The Economics and Politics of Trade
…I’m not a protectionist. For the sake of the world as a whole, I hope that we respond to the trouble with trade not by shutting trade down, but by doing things like strengthening the social safety net. But those who are worried about trade have a point, and deserve some respect.Greg Mankiw asks:
But what if those who are worried about trade are protectionists? Should we still respect them?Until Paul Krugman gives his own answer, I think we can presume that the answer is yes.
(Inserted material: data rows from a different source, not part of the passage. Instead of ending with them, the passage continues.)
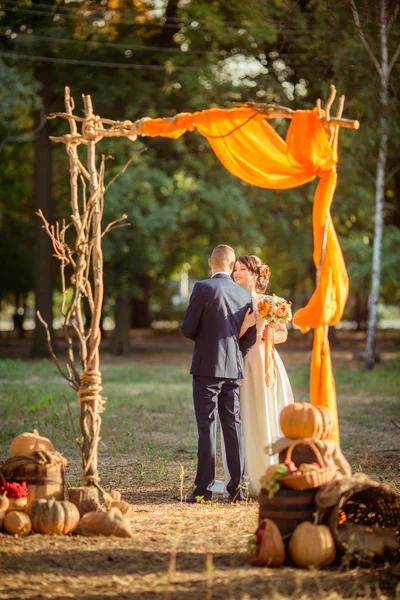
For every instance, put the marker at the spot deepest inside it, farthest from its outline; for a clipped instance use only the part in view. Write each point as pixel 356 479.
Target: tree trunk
pixel 379 199
pixel 42 252
pixel 120 344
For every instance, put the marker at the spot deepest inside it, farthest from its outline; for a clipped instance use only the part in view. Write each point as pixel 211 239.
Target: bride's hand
pixel 249 320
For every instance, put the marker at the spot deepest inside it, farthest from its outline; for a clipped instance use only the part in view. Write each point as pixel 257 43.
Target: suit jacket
pixel 213 319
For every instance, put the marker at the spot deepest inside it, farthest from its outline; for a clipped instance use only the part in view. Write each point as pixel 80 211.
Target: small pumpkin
pixel 266 546
pixel 4 502
pixel 17 522
pixel 27 443
pixel 107 523
pixel 301 420
pixel 312 545
pixel 58 517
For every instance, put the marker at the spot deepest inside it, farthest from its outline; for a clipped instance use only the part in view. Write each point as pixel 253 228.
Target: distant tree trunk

Respecting protectionists doesn’t mean we are willing to give in to their protectionist demands, but it does mean that we appreciate their concerns and presumably that we are interested in finding some way of accommodating those concerns, short of actual protectionist policies.
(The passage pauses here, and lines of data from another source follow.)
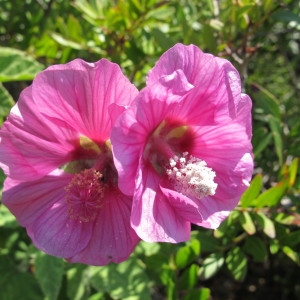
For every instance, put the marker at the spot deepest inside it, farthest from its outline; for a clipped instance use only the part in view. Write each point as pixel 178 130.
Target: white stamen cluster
pixel 191 176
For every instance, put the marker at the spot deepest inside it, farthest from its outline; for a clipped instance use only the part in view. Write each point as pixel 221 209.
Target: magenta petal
pixel 114 239
pixel 190 59
pixel 41 207
pixel 83 91
pixel 63 103
pixel 185 207
pixel 153 217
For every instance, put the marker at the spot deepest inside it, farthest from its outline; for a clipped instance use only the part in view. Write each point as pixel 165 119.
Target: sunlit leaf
pixel 211 265
pixel 256 248
pixel 271 196
pixel 17 65
pixel 78 281
pixel 266 224
pixel 187 254
pixel 200 294
pixel 49 274
pixel 16 284
pixel 293 255
pixel 124 280
pixel 189 277
pixel 293 171
pixel 236 262
pixel 252 192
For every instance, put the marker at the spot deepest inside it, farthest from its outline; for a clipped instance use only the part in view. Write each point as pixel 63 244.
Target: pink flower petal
pixel 41 207
pixel 185 207
pixel 64 102
pixel 114 239
pixel 190 59
pixel 152 217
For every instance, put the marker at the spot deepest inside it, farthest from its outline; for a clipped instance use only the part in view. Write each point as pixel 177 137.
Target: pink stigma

It helps, I think, to separate the positive question from the normative question. The positive question is, “Who is helped by trade, and who is harmed?” The normative question, in the abstract, is, “How much weight should we give to the interests of the various parties that are helped and harmed by trade?” Twenty years ago, there was an easy answer to the first question: “Nearly everyone is helped in the long run, and in the short run, only people in a few specific industries are harmed.” That made the answer to the normative question irrelevant. Unless one wanted to give a ridiculously high weight to the short run interests of industries that were hurt by trade, the conclusion was always that trade was good, and protectionism was bad. And anyone who disagreed could be written off as either representing a special interest or misunderstanding the positive economics, thus not deserving our respect.
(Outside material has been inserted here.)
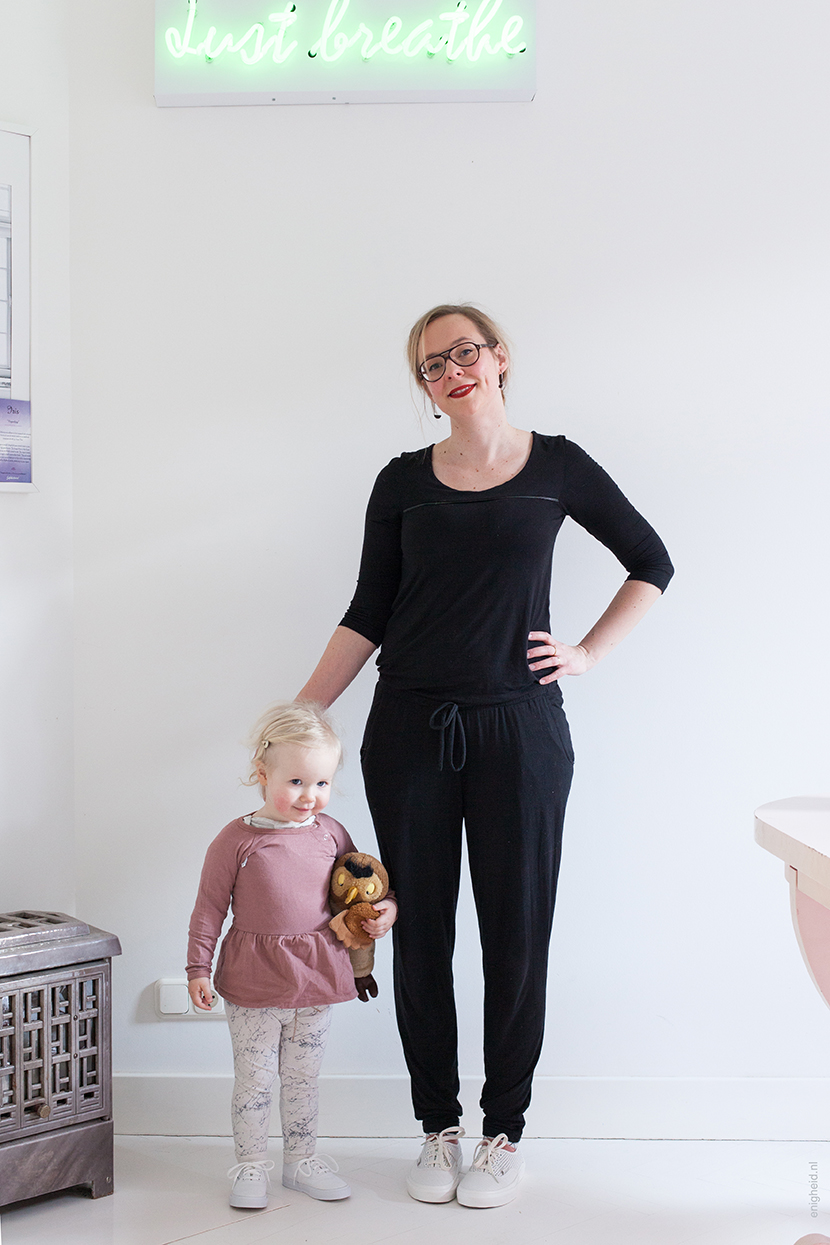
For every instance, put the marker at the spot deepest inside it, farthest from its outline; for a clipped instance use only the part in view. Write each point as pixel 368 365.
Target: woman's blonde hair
pixel 299 722
pixel 490 333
The answer to the positive question is no longer easy, and Prof. Krugman suggests that the answer now may be something like this: “Rich Americans and poor foreigners are helped, while typical Americans are harmed.” I think most American economists, including both Greg Mankiw and Paul Krugman, will agree with my answer to the normative question: “Since poor foreigners are much, much, much, much poorer than typical Americans, any reasonable notion of distributive justice, utilitarian optimization, or human charity requires that we give more weight to the interests of poor foreigners.” But that answer is unattractively convenient for American economists, since, whether or not they are personally rich, they fall into the functionally defined category of “rich Americans” that benefit from trade. As Archie Bunker once said, “It’s always good to be generous when it don’t cost you nothing.”
The ultimate answer may be even more convenient for Paul Krugman, because it justifies his prior political preferences. He advocates addressing the concerns of protectionists by means of (broadly speaking) redistributionist policies that benefit typical Americans (trade losers) at the expense of rich Americans (trade winners). That answer is convenient, but nonetheless, provided that Prof. Krugman can substantiate his positive conclusions, pretty convincing (though perhaps I’m not one to judge, since I tend to agree with his prior political preferences anyhow). Whatever ones initial preferences regarding equity-efficiency tradeoffs, a recognition of the politics of trade should shift them a bit to the equity side. Or, more precisely, if the marginal efficiency gains (and equity gains at the global level) from trade are first order and you are already at your domestic optimum for the equity-efficiency tradeoff, then, with the introduction of the political constraint, the envelope theorem requires that you revise that domestic optimum.